2.4.2   A Review of Data Types

Integers, strings and lists are all kinds of data types in Python, and have types int, str and list respectively. In fact, every value in Python has a type. Python's type() function will tell you what an object's type is:

 
>>> oddments = ['cat', 'cat'.index('a'), 'cat'.split()]
>>> for e in oddments:
...     type(e)
...
<type 'str'>
<type 'int'>
<type 'list'>
>>>

The type determines what operations you can perform on the data value. So, for example, we have seen that we can index strings and lists, but we can't index integers:

 
>>> one = 'cat'
>>> one[0]
'c'
>>> two = [1, 2, 3]
>>> two[1]
2
>>> three = 1234
>>> three[2]
Traceback (most recent call last):
File "<pyshell#95>", line 1, in -toplevel-
three[2]
TypeError: 'int' object is unsubscriptable
>>>

The fact that this is a problem with types is signalled by the class of error, i.e., TypeError; an object being "unsubscriptable" means we can't index into it.

Similarly, we can concatenate strings with strings, and lists with lists, but we cannot concatenate strings with lists:

 
>>> query = 'Who knows?'
>>> beatles = ['john', 'paul', 'george', 'ringo']
>>> query + beatles
Traceback (most recent call last):
  File "<stdin>", line 1, in <module>
TypeError: cannot concatenate 'str' and 'list' objects

You may also have noticed that our analogy between operations on strings and numbers at the beginning of this chapter broke down pretty soon:

 
>>> 'Hi' * 3
'HiHiHi'
>>> 'Hi' - 'i'
Traceback (most recent call last):
  File "<stdin>", line 1, in <module>
TypeError: unsupported operand type(s) for -: 'str' and 'str'
>>> 6 / 2
3
>>> 'Hi' / 2
Traceback (most recent call last):
  File "<stdin>", line 1, in <module>
TypeError: unsupported operand type(s) for /: 'str' and 'int'
>>>

These error messages are another example of Python telling us that we have got our data types in a muddle. In the first case, we are told that the operation of substraction (i.e., -) cannot apply to objects of type str, while in the second, we are told that division cannot take str and int as its two operands.

2.4.3   Creating Programs with a Text Editor

The Python interative interpreter performs your instructions as soon as you type them. Often, it is better to compose a multi-line program using a text editor, then ask Python to run the whole program at once. Using IDLE, you can do this by going to the File menu and opening a new window. Try this now, and enter the following one-line program:

msg = 'Hello World'

Save this program in a file called test.py, then go to the Run menu, and select the command Run Module. The result in the main IDLE window should look like this:

 
>>> ================================ RESTART ================================
>>>
>>>

Now, where is the output showing the value of msg?

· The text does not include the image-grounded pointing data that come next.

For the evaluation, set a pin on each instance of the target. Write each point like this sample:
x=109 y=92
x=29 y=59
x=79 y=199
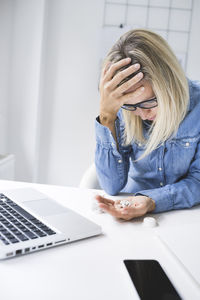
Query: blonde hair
x=163 y=71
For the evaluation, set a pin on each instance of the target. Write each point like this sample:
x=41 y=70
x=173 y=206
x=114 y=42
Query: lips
x=151 y=119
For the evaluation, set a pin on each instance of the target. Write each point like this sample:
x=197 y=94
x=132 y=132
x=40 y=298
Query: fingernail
x=136 y=66
x=139 y=75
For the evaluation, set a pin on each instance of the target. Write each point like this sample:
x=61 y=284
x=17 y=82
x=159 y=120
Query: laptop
x=31 y=221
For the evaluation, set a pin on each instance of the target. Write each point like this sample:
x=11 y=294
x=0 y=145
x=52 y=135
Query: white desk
x=93 y=269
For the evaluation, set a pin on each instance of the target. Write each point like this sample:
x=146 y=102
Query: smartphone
x=150 y=280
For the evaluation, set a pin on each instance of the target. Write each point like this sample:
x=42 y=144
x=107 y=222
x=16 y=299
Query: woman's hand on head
x=112 y=94
x=139 y=206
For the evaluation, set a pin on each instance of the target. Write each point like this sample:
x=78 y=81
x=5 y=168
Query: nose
x=142 y=113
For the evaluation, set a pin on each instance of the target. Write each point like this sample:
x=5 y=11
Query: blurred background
x=50 y=57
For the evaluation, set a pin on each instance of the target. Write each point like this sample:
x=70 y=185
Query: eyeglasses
x=147 y=104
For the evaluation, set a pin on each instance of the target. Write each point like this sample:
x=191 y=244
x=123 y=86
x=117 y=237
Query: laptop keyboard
x=17 y=225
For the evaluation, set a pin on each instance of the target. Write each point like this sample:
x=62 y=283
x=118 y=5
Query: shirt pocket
x=141 y=166
x=182 y=154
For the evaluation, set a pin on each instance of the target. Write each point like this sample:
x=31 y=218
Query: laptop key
x=31 y=235
x=23 y=212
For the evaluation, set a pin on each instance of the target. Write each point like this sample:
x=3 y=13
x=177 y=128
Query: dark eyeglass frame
x=133 y=107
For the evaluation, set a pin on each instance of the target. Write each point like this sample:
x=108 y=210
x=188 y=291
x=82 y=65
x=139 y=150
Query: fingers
x=104 y=200
x=111 y=210
x=132 y=96
x=129 y=83
x=116 y=66
x=120 y=76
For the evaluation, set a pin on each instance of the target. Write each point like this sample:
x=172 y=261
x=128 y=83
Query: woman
x=148 y=130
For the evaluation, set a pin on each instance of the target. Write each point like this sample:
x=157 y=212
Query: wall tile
x=187 y=4
x=137 y=16
x=138 y=2
x=160 y=3
x=179 y=20
x=158 y=18
x=178 y=41
x=115 y=14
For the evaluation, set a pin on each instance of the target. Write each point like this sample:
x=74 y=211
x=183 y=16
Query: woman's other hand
x=139 y=206
x=112 y=94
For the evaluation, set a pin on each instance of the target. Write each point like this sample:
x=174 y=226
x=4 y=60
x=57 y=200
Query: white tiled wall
x=169 y=18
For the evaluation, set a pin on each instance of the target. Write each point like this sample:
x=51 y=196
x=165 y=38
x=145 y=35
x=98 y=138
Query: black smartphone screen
x=150 y=280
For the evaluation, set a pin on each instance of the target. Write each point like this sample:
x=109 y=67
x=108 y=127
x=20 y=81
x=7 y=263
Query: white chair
x=89 y=179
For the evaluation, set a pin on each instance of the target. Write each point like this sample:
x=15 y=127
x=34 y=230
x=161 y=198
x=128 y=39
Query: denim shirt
x=170 y=174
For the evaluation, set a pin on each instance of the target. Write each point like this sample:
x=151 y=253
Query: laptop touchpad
x=45 y=207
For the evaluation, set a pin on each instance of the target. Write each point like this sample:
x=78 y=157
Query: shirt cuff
x=103 y=134
x=161 y=196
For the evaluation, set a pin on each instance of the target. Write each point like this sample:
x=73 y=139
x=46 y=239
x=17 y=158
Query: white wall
x=49 y=70
x=24 y=83
x=6 y=18
x=69 y=95
x=193 y=66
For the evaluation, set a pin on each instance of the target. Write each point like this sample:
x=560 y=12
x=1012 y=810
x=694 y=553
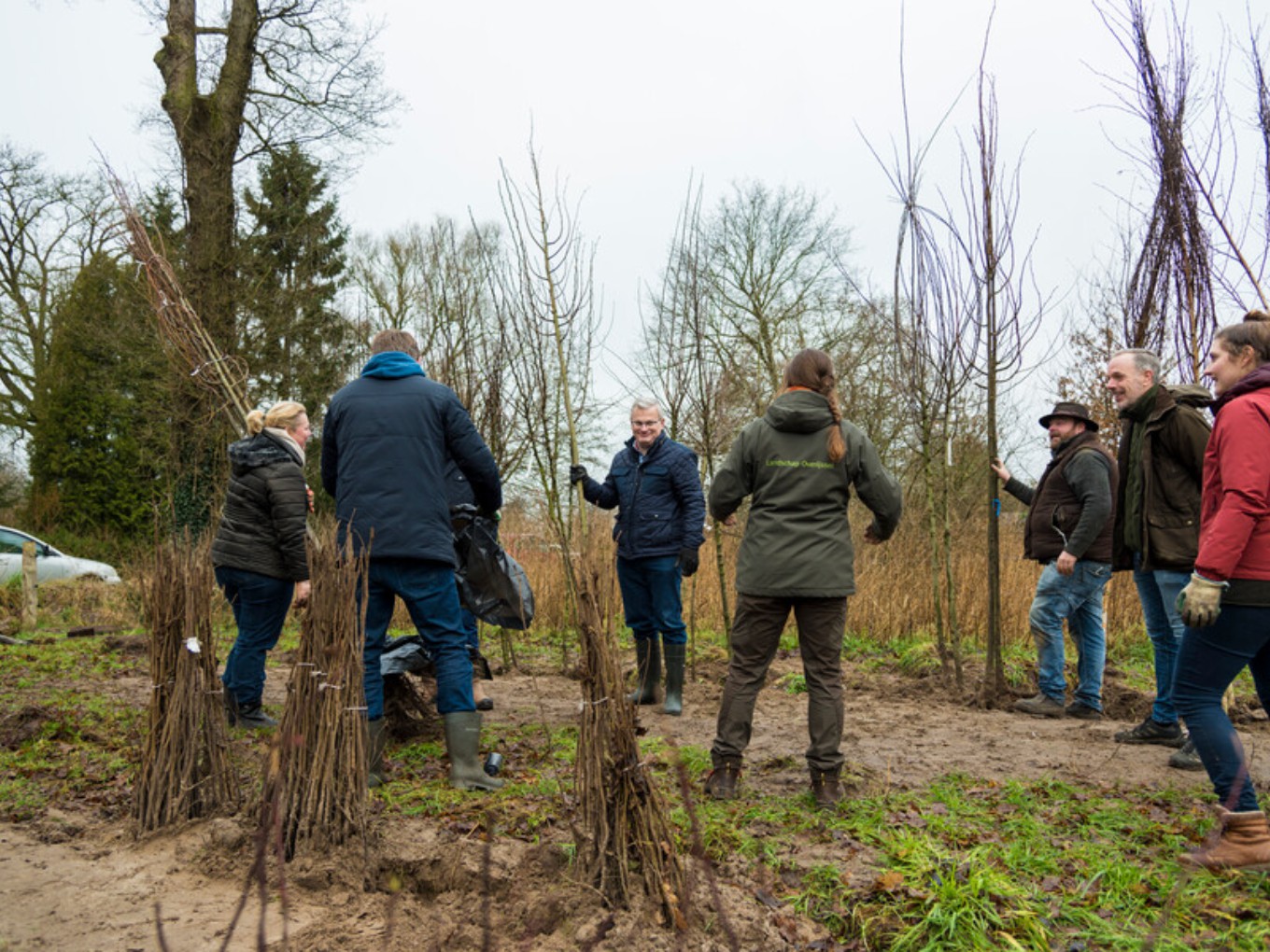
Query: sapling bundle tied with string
x=318 y=771
x=186 y=772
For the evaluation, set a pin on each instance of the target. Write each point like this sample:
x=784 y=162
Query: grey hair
x=1143 y=360
x=649 y=404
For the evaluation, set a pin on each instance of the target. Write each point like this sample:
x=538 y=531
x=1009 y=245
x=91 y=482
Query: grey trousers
x=755 y=635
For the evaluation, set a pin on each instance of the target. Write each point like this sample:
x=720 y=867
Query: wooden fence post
x=29 y=600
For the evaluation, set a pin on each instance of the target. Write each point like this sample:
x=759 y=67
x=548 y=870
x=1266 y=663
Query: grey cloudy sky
x=628 y=101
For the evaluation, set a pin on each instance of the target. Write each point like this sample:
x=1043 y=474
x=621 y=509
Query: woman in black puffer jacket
x=260 y=549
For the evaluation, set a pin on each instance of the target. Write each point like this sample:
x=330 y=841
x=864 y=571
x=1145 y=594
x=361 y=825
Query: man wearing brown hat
x=1068 y=531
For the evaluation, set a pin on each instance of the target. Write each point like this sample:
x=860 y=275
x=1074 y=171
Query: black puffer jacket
x=263 y=525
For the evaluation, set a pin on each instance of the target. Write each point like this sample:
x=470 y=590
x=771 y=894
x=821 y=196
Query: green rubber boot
x=462 y=743
x=648 y=656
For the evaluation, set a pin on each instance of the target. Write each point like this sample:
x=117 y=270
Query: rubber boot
x=1245 y=845
x=674 y=656
x=648 y=656
x=376 y=739
x=462 y=743
x=827 y=787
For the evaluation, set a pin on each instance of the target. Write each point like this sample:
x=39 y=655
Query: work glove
x=688 y=561
x=1200 y=602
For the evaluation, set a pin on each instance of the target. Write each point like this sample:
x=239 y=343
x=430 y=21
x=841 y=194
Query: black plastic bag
x=492 y=584
x=405 y=655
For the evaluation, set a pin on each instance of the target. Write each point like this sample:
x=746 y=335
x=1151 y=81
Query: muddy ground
x=74 y=880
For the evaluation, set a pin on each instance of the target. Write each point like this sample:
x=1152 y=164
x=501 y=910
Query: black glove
x=688 y=561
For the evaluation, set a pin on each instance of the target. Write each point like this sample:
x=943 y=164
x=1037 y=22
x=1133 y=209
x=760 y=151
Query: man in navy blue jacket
x=387 y=441
x=660 y=515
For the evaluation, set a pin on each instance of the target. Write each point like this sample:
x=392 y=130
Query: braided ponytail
x=813 y=370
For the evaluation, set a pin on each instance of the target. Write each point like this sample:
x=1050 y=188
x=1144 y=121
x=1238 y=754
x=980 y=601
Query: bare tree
x=440 y=283
x=1009 y=309
x=49 y=228
x=931 y=328
x=550 y=297
x=775 y=261
x=1170 y=289
x=242 y=77
x=684 y=370
x=549 y=301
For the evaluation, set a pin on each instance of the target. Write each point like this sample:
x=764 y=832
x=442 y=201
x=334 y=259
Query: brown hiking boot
x=826 y=787
x=722 y=782
x=1245 y=845
x=1150 y=732
x=1186 y=758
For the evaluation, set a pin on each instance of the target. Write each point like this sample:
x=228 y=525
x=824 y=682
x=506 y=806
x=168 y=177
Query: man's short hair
x=395 y=339
x=1143 y=360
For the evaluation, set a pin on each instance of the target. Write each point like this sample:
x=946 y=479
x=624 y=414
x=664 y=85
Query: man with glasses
x=656 y=487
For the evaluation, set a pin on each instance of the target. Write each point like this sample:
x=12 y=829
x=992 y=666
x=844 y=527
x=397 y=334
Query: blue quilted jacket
x=660 y=508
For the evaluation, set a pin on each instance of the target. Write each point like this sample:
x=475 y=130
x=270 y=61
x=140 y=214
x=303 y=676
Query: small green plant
x=793 y=683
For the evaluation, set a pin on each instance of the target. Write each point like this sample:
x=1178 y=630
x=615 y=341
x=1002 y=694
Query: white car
x=49 y=564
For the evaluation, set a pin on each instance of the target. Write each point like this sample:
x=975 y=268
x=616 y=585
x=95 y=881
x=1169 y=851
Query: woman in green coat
x=797 y=464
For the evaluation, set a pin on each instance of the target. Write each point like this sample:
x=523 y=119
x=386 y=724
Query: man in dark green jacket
x=797 y=464
x=1163 y=441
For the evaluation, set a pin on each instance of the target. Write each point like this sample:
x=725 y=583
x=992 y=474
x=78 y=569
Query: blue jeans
x=472 y=631
x=651 y=596
x=1159 y=593
x=432 y=599
x=261 y=605
x=1209 y=660
x=1079 y=599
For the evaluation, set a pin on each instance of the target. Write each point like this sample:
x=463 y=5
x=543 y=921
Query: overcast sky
x=628 y=101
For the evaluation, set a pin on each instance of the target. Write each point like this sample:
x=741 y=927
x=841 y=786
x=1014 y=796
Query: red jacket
x=1235 y=507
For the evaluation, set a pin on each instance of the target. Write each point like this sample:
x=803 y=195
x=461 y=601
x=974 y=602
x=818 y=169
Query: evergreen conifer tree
x=295 y=341
x=101 y=441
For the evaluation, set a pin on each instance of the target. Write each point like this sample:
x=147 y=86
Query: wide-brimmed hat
x=1077 y=412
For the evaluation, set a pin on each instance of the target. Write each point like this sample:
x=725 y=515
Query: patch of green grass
x=974 y=864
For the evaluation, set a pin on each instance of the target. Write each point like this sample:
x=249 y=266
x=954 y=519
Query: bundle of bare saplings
x=315 y=783
x=184 y=768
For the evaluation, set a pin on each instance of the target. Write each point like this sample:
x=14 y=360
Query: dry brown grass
x=893 y=595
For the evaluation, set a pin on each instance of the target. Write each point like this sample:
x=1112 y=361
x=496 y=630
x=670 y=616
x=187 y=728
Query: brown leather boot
x=826 y=787
x=1245 y=845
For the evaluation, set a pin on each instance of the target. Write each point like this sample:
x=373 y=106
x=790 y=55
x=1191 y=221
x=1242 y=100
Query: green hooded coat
x=797 y=539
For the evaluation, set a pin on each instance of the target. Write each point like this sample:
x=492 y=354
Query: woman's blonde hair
x=813 y=370
x=281 y=415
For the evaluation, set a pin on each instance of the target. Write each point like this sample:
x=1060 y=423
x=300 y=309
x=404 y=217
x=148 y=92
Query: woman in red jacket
x=1226 y=605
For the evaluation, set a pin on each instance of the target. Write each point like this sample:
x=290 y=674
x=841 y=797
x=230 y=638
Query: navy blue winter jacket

The answer is that the program in test.py will show a value only if you explicitly tell it to, using the print command. So add another line to test.py so that it looks as follows:

msg = 'Hello World'
print msg

Select Run Module again, and this time you should get output that looks like this:

 
>>> ================================ RESTART ================================
>>>
Hello World
>>>

From now on, you have a choice of using the interactive interpreter or a text editor to create your programs. It is often convenient to test your ideas using the interpreter, revising a line of code until it does what you expect, and consulting the interactive help facility. Once you're ready, you can paste the code (minus any >>> prompts) into the text editor, continue to expand it, and finally save the program in a file so that you don't have to retype it in again later.

2.5   Tokenization: From Strings to Lists

In Chapter chap-programming, we showed how a string could be split into a list of words. Once we have derived a list, the len() function will count the number of words it contains:

 
>>> sentence = "This is the time -- and this is the record of the time."
>>> words = sentence.split()
>>> len(words)
13

This process of segmenting a string of characters into words is known as tokenization. Tokenization is a prelude to pretty much everything else we might want to do in NLP, since it tells our processing software what our basic units are. We will discuss tokenization in more detail shortly.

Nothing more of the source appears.